Facebook’s hope with M is to utilize the popularity of Messenger, combined with the data resources of Facebook, to create the ultimate utility for mobile discovery, stepping in on Google’s long-held turf. While Google is still the dominant player in search, Facebook’s hoping that M might be able to keep users within Facebook’s walls longer – if you’re already on Messenger and you want to search for answers, M will enable you to do so without clicking out and switching to another app.
“We start capturing all of your intent for the things you want to do,” Marcus told Wired. “Intent often leads to buying something, or to a transaction, and that’s an opportunity for us to [make money] over time.”
If M can capitalize on the masses of data Facebook has in it’s databanks, as well as the added input of human trainers refining and updating the system in real-time, it may just be the ultimate assistant service. But how do you scale such a process?
The M process works like this:
Users will tap a button at the bottom of the Messenger screen to send a message to M
M’s AI software will analyze and assess the message to determine the nature of the query, then ask follow-up questions based on its algorithm and data matches
Once the query is clarified, M will go about completing the query – whether that’s a data-based response or an actual physical task - and will send an update when complete
In this process, users won’t know whether a human has intervened, or whether the process was fully automated – the task is completed by M, that’s all you need to know. In terms of physical tasks, M’s trainers have customer service backgrounds and are able to make judgement calls on more intricate tasks, where the software might struggle to comprehend. But as they do, they’re also able to input that data into the M system to better educate it on human response and signal interpretation. The more people use the service, the more they improve the AI, which, eventually, might be able to take over the whole process.
But not yet.
M has a dedicated team of trainers on contract roles, and Marcus anticipates that as the service expands, they may employ thousands of them, at a high cost. Given that, how can Facebook expect M to become a profitable offering?
Business, with a Capital ‘M’
The success and failure of M, of course, is reliant on its accuracy. The more accurate and functional the system is, the more it’ll be used, so getting it right early on is crucial. But if Facebook can get it right, if they can provide a functional assistance service via Messenger, then the potential revenue opportunities are significant.
“If, for instance, you have a lot of calls that have to be placed by people to cable companies, that’s a pretty good signal that their customers would actually like a better way to interact with the company and maybe they should have a presence inside of Messenger directly,” – David Marcus to Wired.
This is just one example of how M data could be used to power enhanced customer service opportunities via the Messenger platform, an area of focus for the next evolution of the service. So far, Facebook hasn’t pushed to monetize Messenger, ever wary of impacting user experience (with lessons learned from previous changes to Facebook proper, most notably to its infamous News Feed algorithm). But that’s soon set to change – they’ve already announced new eCommerce options for Messenger, including improved customer service and payment options for the platform. With M, Facebook aims to build a vastly improved data set on how people are using the platform and what queries people want responses to – imagine if, when setting up your next Facebook ad, Facebook’s system could tell you what questions people were most commonly asking about your niche, even your business specifically? The bigger the data set, the more Facebook will be able to assist brands to better utilize the platform for marketing and advertising purposes – if successful, M could change the way businesses use Facebook for outreach purposes.

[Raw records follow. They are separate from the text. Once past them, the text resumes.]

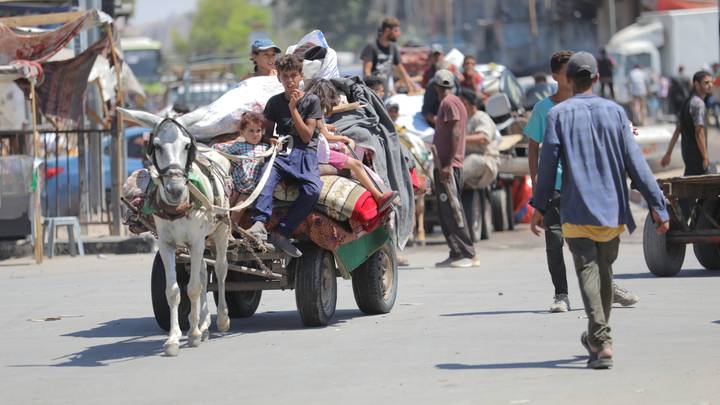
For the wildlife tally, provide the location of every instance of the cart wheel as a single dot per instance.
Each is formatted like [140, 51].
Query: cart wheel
[315, 285]
[498, 202]
[159, 299]
[486, 225]
[473, 212]
[375, 282]
[708, 254]
[664, 259]
[241, 304]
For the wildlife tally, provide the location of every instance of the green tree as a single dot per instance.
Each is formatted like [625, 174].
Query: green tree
[344, 23]
[223, 27]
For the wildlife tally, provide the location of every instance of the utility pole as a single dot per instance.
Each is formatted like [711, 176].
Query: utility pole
[612, 18]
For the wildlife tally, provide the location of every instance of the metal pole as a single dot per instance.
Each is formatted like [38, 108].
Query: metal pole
[612, 17]
[37, 217]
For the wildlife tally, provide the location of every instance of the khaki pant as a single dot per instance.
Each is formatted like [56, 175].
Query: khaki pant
[593, 264]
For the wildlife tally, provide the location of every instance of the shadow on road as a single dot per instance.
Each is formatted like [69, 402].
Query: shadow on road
[577, 362]
[504, 312]
[689, 273]
[141, 337]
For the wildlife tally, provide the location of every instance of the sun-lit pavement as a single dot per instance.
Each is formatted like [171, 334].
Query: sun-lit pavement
[475, 336]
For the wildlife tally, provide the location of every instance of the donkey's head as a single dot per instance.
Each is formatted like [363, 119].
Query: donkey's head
[171, 150]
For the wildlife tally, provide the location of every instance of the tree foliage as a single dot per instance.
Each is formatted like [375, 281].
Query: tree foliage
[344, 23]
[223, 27]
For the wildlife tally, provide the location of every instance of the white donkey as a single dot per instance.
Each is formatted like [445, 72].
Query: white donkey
[172, 150]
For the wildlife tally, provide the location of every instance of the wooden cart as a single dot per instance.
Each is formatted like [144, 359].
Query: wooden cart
[694, 208]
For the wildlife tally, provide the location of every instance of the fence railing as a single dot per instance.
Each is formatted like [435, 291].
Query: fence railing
[76, 171]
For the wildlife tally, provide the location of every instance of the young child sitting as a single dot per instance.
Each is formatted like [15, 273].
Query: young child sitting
[337, 158]
[246, 172]
[296, 114]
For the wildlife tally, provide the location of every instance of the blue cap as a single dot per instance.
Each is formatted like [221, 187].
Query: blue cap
[263, 44]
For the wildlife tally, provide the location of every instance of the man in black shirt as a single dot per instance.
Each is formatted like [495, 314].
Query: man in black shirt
[296, 114]
[382, 57]
[691, 124]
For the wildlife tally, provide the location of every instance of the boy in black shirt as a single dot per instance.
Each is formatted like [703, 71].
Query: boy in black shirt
[296, 114]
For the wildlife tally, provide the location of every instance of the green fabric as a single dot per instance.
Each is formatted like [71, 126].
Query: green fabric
[351, 255]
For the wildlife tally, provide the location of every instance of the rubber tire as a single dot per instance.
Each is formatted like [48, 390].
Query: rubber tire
[472, 206]
[662, 258]
[498, 202]
[708, 254]
[312, 279]
[368, 286]
[241, 304]
[161, 309]
[487, 225]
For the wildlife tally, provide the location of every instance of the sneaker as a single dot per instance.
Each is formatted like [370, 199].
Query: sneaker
[258, 231]
[623, 296]
[445, 263]
[603, 359]
[561, 303]
[462, 263]
[283, 244]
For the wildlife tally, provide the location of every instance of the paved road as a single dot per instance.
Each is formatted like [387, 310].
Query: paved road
[476, 336]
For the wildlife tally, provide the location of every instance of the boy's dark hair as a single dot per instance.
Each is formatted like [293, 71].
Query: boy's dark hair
[289, 63]
[582, 82]
[372, 81]
[472, 98]
[389, 22]
[326, 92]
[251, 118]
[558, 60]
[700, 75]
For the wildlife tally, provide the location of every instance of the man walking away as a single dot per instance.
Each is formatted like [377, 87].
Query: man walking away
[382, 57]
[535, 130]
[680, 88]
[598, 151]
[606, 66]
[449, 140]
[691, 124]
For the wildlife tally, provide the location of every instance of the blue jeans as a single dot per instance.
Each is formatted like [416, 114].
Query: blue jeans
[300, 168]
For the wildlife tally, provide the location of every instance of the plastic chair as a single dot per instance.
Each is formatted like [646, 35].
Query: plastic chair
[73, 229]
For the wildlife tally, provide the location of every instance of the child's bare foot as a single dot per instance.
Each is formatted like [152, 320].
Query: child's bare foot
[385, 200]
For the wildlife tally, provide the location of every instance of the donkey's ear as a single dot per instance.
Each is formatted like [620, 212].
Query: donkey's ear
[192, 118]
[141, 117]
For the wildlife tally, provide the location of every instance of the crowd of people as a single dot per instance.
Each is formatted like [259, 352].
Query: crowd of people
[581, 149]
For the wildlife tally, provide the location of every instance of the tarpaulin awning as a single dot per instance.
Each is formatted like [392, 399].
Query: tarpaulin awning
[62, 92]
[39, 47]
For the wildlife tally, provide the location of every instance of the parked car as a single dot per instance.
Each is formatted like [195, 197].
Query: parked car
[61, 195]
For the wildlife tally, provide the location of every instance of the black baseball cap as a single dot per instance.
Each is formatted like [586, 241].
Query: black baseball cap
[582, 64]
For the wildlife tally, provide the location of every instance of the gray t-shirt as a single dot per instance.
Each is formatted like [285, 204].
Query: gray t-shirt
[482, 122]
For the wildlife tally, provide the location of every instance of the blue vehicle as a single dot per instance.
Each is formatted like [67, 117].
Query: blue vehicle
[61, 195]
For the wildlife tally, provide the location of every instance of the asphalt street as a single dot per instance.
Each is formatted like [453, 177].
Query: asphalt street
[470, 336]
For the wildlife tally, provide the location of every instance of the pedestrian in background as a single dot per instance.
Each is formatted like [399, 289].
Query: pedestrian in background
[381, 58]
[639, 91]
[449, 141]
[691, 125]
[593, 138]
[606, 68]
[680, 88]
[471, 78]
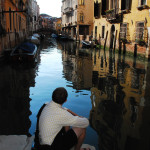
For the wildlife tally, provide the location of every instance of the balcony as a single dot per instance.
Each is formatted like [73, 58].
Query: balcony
[113, 15]
[143, 7]
[68, 10]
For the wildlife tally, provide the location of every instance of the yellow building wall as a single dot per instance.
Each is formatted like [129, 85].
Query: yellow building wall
[88, 11]
[103, 22]
[14, 17]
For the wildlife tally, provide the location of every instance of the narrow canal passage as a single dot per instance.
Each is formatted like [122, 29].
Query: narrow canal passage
[112, 90]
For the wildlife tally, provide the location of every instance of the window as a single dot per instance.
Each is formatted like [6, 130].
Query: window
[103, 31]
[104, 7]
[81, 17]
[95, 32]
[97, 10]
[81, 2]
[112, 4]
[139, 30]
[142, 2]
[126, 4]
[123, 31]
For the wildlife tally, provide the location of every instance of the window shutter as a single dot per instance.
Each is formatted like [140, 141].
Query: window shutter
[103, 7]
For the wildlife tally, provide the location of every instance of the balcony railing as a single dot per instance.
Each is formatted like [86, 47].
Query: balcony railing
[68, 10]
[112, 14]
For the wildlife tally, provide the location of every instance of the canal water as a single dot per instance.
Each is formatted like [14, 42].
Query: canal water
[111, 89]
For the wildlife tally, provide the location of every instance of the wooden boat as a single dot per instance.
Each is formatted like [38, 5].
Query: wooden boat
[87, 44]
[24, 52]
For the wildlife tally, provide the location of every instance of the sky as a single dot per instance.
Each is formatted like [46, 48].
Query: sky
[50, 7]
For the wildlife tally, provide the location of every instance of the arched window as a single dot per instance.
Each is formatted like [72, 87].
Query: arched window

But then, of course, that’s a big ‘if’.
Sink or Swim
Essentially, Facebook is banking on their ability to deliver with M. The program is starting small, with Messenger users in the Bay Area being the first to get access, and a slow roll-out planned from there on in. This will enable Facebook to scale their AI system in a more accurate and regionally-focussed way – it’s likely that each location will need its own, separate M servers and systems to help it account for localized variations and dialects, and local knowledge from the M trainers will also, no doubt, play a part. Taking a location-by-location approach also makes it easier for Facebook to drop the project if it’s not successful.
The crucial element in the initial stages of the M project will be accuracy and speed – if Facebook can provide a great service, that will increase user adoption and enable them to grow the functionality of the system. Given the breadth of Facebook’s data, and the focus they’re putting on training and refining their AI, M is possibly best-placed among the assistance services to see success and to be of most use. But it depends on how Messenger users see it, whether it’s seen as a cool new function or an intrusion on what’s considered a private space.
It’s one of the many challenges the project needs to confront, but the logic behind M is sound, the approach - a different take on the AI process - is solid. Now we just have to wait and see if M can win over the masses.